Después de unas tres horas de conversación sobre la mentira, la verdad, el arte y los entomólogos japoneses que se engullen a sí mismos, con la media taza de café ya en el recuerdo, Bellatin, agotado y hambriento, hace un esfuerzo no del todo exitoso por dar a entender su relación con el sufismo a un periodista con una capacidad de comprensión cada vez más obtusa: “El sufismo me enseñó que todo es un todo”, arranca el escritor; “que todo forma parte de lo mismo”, repite; “que vivimos en tiempos paralelos”, dice escalando grados ontológicos; “que no hay avance, que hay circularidad, paralelismos”, continúa hasta hacer una afirmación terminante: “Que todo el tiempo, los vivos y los muertos vivimos en tiempos simultáneos, en el instante”. Se detiene un momento, se disculpa por estar “un poco descerebrado” por el cansancio y finaliza con unas palabras que tampoco cuadran en la cabeza del interlocutor: “Y ese mismo instante es lo que busca el derviche girador”.

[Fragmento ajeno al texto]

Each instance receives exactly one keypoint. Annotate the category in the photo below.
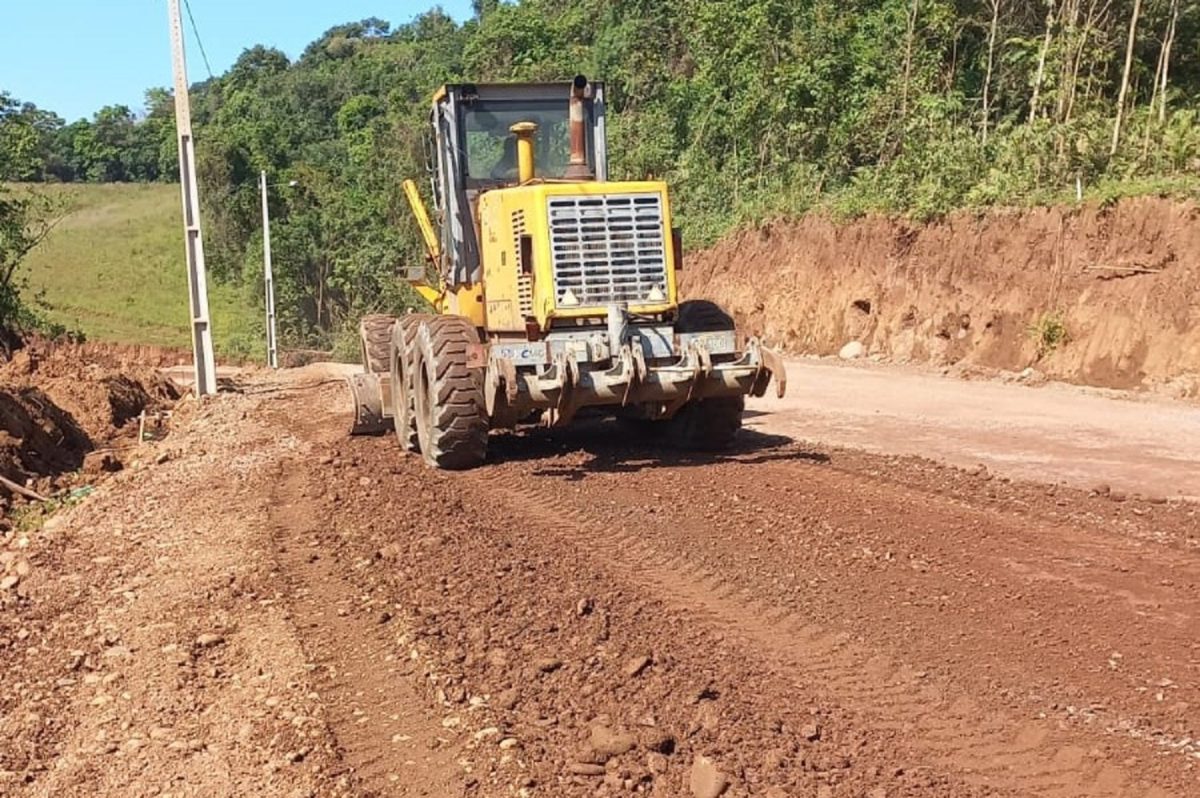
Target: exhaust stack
(525, 133)
(577, 167)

Bellatin se considera sufí y cumple con su estética austera. El mobiliario de su hogar es tan esquemático que la casa parece casi deshabitada, o habitada por un fantasma, como dice el escritor que se siente en ocasiones. Siempre lleva su uniforme negro, y conduce un coche negro sin cambio automático ni dirección asistida, cosa meritoria teniendo en cuenta que solo dispone de un brazo. El principal foco decorativo de la sala es un minúsculo cuadro con un derviche —un bailarín sufí— congelado en un instante del giro permanente en que consiste la danza ritual de esta religión.

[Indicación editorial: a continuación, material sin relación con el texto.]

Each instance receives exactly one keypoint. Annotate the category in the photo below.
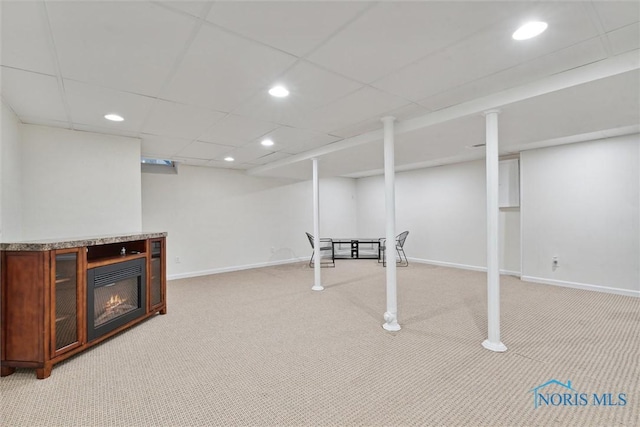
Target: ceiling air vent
(158, 166)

Esa pared, como todas las demás de la sala y del estudio, estarán cubiertas pronto por enormes estanterías en las que piensa distribuir Los cien mil libros de Mario Bellatin, una obra que también presentará en la Documenta. Se trata de otro proyecto a medio camino entre la literatura y el arte conceptual, consistente en la edición de cien libros suyos en un formato mínimo y con una tirada de 1.000 ejemplares cada uno. Los comercializará por su cuenta, sin pasar por las librerías, intercambiándolos directamente con los compradores “por un cigarro o por 1.000 pesos, dependiendo de mi estado de ánimo”. De momento ha publicado seis, y calcula que con todo lo que ha escrito durante su carrera ya tiene material para 52. “A partir de ahora quiero seguir escribiendo para llegar a 100. Pero igual me muero antes, no importa. Lo importante es que el hecho de que aquí haya 100.000 libros o no haya nada solamente depende de un deseo, y nada objetivo, externo a ti mismo, se puede interponer a ese deseo”.
Como el derviche que gira en un movimiento eterno, lo único que desean el hermano de la chica elefante, el ladrón de bolígrafos, el hijo de la cocinera de hormigas y el dueño del perro Perezvón es que Mario Bellatin permanezca siempre escribiendo.
El libro uruguayo de los muertos. Mario Bellatin. Sexto Piso. Madrid, 2012. 280 páginas. 16 euros.